When we walk over to Fort Phoenix in the winter time, sometimes we’ll only see one or two other people — so even though the cool air and brisk breeze felt like late spring, it felt like summer with all those people walking around outdoors. I won’t say that spring is over yet, but it’s getting close.

Allergens

I just got back from visiting a friend in Washington, D.C. Flowers are in bloom everywhere in D.C., it was warm, and the air was full of pollen. Yet I had relatively few problems with allergies.

Then I got back to New Bedford, where it is cool, and not so many things are in bloom. And my allergies got much worse. My allergies have never been worse than while living in New Bedford. I’ve decided that my body does not like the damp, moist climate that you get living right next to the ocean; nor does it like the inevitable mold that you get in the old buildings that make up New Bedford.

I will miss many things about New Bedford when we leave here at the end of July, but I will not miss the allergens.

Spring watch

Housework cried out for my attention yesterday morning, and then I drove off to officiate at a wedding in Rhode Island in the afternoon, so I had no time to get outdoors. Fortunately the wedding was at a conference center out in the middle of the woods. It was a two and a half mile drive from the highway along increasingly narrow and winding roads. I kept the car windows down, and listened:
…teakettleteakettleteakettle, that’s a Carolina Wren…
…a little piece of a song, Baltimore Oriole…
…chipchipchipchipchip, Chipping Sparrow….

Then I arrived at the conference center. The wedding was to be outdoors, overlooking a small pond. We did the rehearsal. The wedding got delayed for an hour. It looked like there might be a thundershower at any moment so I didn’t dare go for a walk. I stood on the porch and watched the edge of the pond:
…tiny bird, black with a flash of red: American Restart….
…slightly larger bird on a twig, every few seconds flies out to snag insects: Eastern Kingbird…
…something small and brown, without binoculars there’s no telling….
For those minutes, I was totally focused on birds.

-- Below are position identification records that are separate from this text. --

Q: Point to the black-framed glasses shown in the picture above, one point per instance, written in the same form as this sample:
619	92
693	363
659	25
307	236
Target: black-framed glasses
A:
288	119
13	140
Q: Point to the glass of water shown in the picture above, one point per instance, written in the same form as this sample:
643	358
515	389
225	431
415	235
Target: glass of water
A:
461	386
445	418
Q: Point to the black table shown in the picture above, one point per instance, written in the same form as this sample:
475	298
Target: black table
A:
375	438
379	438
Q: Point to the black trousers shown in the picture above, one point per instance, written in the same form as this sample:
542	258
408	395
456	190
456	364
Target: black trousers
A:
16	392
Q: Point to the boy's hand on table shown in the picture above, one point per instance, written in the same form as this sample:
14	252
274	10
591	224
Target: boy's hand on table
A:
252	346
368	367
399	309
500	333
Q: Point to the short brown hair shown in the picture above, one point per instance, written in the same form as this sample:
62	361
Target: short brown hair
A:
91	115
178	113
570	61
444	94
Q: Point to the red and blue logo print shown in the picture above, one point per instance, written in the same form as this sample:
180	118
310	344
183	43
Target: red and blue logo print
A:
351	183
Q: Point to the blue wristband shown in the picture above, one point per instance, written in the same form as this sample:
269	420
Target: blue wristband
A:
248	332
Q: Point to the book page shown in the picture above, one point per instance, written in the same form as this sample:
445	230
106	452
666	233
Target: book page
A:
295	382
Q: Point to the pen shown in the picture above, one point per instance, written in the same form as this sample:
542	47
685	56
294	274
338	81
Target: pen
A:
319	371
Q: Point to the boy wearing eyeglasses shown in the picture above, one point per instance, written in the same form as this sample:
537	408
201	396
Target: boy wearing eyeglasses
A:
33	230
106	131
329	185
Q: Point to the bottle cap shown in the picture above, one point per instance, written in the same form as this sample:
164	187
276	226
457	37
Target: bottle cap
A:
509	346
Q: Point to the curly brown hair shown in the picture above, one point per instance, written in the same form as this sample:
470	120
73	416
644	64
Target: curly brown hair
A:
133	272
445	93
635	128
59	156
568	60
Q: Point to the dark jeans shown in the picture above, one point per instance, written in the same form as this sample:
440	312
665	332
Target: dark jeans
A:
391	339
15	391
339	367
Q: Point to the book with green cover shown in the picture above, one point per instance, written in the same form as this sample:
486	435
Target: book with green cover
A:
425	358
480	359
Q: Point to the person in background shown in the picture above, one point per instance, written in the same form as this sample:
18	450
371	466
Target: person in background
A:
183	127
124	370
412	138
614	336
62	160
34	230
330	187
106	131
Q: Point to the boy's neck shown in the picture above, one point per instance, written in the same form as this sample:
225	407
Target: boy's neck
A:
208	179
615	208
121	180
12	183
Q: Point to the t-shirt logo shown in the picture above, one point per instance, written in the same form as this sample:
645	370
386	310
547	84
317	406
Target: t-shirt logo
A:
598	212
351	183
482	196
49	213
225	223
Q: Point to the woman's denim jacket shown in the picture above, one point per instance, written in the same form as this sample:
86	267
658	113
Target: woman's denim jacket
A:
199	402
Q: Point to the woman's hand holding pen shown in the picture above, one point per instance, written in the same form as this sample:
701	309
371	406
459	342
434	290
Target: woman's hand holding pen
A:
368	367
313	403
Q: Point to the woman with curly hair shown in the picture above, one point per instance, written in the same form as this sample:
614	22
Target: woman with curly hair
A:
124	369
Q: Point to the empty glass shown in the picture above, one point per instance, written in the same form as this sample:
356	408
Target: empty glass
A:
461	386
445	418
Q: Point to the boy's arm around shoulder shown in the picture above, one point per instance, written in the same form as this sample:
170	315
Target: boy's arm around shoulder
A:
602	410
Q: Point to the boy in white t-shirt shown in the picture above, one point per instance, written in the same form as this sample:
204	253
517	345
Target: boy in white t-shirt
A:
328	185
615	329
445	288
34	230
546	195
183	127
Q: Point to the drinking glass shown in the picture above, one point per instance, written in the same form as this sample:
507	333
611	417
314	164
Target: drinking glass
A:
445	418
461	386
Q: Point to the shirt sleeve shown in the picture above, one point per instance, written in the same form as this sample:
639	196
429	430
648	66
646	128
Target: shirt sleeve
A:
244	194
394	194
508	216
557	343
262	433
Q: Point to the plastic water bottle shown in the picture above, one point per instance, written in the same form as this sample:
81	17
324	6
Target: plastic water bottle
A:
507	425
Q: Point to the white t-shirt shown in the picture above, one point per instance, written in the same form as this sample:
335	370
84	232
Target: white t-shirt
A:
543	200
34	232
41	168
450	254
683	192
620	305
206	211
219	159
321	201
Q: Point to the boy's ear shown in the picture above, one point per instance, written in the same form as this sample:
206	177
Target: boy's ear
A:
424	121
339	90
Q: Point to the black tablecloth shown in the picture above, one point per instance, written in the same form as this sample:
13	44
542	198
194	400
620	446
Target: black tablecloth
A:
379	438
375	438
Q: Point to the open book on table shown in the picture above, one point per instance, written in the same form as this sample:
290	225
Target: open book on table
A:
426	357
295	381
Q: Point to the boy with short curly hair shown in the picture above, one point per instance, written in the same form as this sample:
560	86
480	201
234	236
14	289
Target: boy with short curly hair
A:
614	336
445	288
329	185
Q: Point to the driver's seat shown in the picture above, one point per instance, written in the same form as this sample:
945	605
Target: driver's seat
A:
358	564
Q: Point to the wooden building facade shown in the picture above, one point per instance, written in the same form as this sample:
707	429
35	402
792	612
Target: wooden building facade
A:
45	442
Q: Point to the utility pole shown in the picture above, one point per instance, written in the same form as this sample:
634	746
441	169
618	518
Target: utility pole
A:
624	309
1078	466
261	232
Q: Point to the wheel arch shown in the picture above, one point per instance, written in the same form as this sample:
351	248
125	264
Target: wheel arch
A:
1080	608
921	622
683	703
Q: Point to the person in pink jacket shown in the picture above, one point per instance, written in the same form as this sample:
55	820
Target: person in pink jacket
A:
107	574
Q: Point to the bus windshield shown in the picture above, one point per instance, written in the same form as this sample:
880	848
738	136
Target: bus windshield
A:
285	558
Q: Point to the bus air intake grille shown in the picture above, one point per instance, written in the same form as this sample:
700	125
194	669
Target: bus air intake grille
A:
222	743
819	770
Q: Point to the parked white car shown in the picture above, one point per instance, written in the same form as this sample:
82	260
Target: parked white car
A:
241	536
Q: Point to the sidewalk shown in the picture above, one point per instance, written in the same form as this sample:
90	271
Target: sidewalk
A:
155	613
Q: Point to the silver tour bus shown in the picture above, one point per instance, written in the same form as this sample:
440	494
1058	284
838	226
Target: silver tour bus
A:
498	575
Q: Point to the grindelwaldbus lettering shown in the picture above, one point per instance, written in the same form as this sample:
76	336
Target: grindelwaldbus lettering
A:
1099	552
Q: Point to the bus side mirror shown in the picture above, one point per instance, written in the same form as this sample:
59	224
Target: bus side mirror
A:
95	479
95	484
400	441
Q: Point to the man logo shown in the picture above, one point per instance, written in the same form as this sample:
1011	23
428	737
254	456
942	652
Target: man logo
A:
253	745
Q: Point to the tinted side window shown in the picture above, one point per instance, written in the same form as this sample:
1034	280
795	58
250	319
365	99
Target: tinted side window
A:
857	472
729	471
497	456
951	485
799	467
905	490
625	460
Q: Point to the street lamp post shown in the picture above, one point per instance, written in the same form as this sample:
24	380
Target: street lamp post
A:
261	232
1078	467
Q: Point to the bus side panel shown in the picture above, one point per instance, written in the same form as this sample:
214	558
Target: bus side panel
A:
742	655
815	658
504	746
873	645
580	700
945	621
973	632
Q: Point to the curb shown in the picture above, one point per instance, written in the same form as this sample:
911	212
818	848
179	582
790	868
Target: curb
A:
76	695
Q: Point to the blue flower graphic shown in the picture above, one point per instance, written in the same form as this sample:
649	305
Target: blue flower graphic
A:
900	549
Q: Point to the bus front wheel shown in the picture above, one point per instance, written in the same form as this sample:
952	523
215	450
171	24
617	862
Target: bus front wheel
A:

It didn’t rain. At last the wedding started. When you officiate at weddings, you’re presiding over twenty minutes that are very important minutes to at least two people, so I become very focused on the ceremony. And at this wedding, there was another Unitarian Universalist minister in attendance, someone whom I respect and who has very high standards, which increased the intensity of my focus even more. Yet I couldn’t quite turn off my earlier focus on birds. During the prayer I heard a buzzy pee-a-wee pee-a-wee, and I thought: Eastern Wood Peewee. It wasn’t a distraction, I was just doubly focused.

In the middle of the vows, off in the distance, some flute-like notes; was that a Wood Thrush? (the song of a Wood Thrush is one of those few sounds that truly thrill me to my marrow). “Please repeat after me….” It was a Wood Thrush. A little thrill passed down my spine, and the superstitious side of me thought: This must be a good omen; this marriage is going to be blessed. No focus on my part, no professional critique by another minister, no amount of preparation, will ever equal the importance of the glorious song of one small drab brown bird.